Seine Aufbruchsstimmung war danach so groß, dass er mindestens ein Dutzend Mal seine Sachen durchstöbert und nach Fehlendem gesucht hat, wenn auch ohne Ergebnis. Es blieb stets bei Anhänger, Rüstung, Axt und dem Dicken.
Letzterer benahm sich faul wie eh und je und half trotz wiederholter Schelte nicht einmal mit.
Seitdem sind fünf Tage vergangen, in denen er sich nicht großartig gerührt hat, sieht man von seinen Fütterungen ab.
Spontan blinzelt Hymir in das wenige, was vom Nachthimmel zu sehen ist und greift in seinen Gürtel, um Fjodor hervorzuholen und ihn ein wenig vor seinem Gesicht in der Luft schwimmen zu lassen. Er imitiert dazu leise die Geräuschkulisse, wie er sie aus seinen Tauchgängen kennt, und entsinnt sich der letzten fünf Tage.

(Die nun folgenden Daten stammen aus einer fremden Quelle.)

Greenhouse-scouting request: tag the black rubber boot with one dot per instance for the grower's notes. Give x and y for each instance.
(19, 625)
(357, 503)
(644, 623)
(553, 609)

Es ist zu viel geschehen, als dass ihm alles Erlebte einfiele, aber einiges war so erstaunlich, dass er es sich einprägte.
Es gibt zum Beispiel Boden, der das Gewicht eines Thursen nicht hält, sondern ihn im Gegenteil einsinken ließ. Als man ihn schließlich herauszog, war er völlig mit komischen schwarzem Zeug bedeckt, ähnlich feuchter Erde.
Auf dem Wasser der allgegenwärtigen Tümpel schwimmen komische Flecken und es riecht faulig, wie nach Kadaver. Auf manchen schwimmen sogar Blumen.
Zwischen vielen Bäumen ist ein seltsamer, fast durchsichtiger Stoff gespannt, der gleichzeitig so dünn wie eine Nadel und stark wie Kiefernholz zu sein scheint.
Vor allem herrschte Hitze, unentwegt.
Je weiter sie vordrangen, desto fremdartiger wurde ihre Umgebung. Erst vor kurzem sah Hymir nah einer der stinkenden Pfützen erstmalig einer ihrer Gegner, der da bereits eine Weile zu verfaulen schien.
Er muss zugeben, enttäuscht gewesen zu sein. Die Bestien, die er vor seiner Abreise bekämpfte waren weitaus beeindruckender, nicht so mickrig.
Angeblich setzen die Gnome, wie sie von den Grünen genannt werden, Gift ein. Davon hat er bisher nichts gespürt. Es kam weder zu Kämpfen noch etwas anderem, dass ihn vom Klima ablenken könnte.
Inzwischen wird er in seinem eigenen Schweiß regelrecht gesotten. Es ist nicht bloß heiß, sondern gleichzeitig feucht und drückend.
Sein Kopf fühlt sich schwammig an, als rutsche jeder Gedanke einfach durch. Zu viel Denken ist anstrengend.
Das Fell klebt nur so an seinem Körper. Als er versucht hat, es zu lösen, holte ihn schnell die Wirklichkeit ein. Obwohl es glitschig und warm wie Pisse ist, lässt sich nicht einmal ein einziges Teil lösen, so sehr haftet es an seiner Haut. Irgendwann hat er einfach aufgegeben.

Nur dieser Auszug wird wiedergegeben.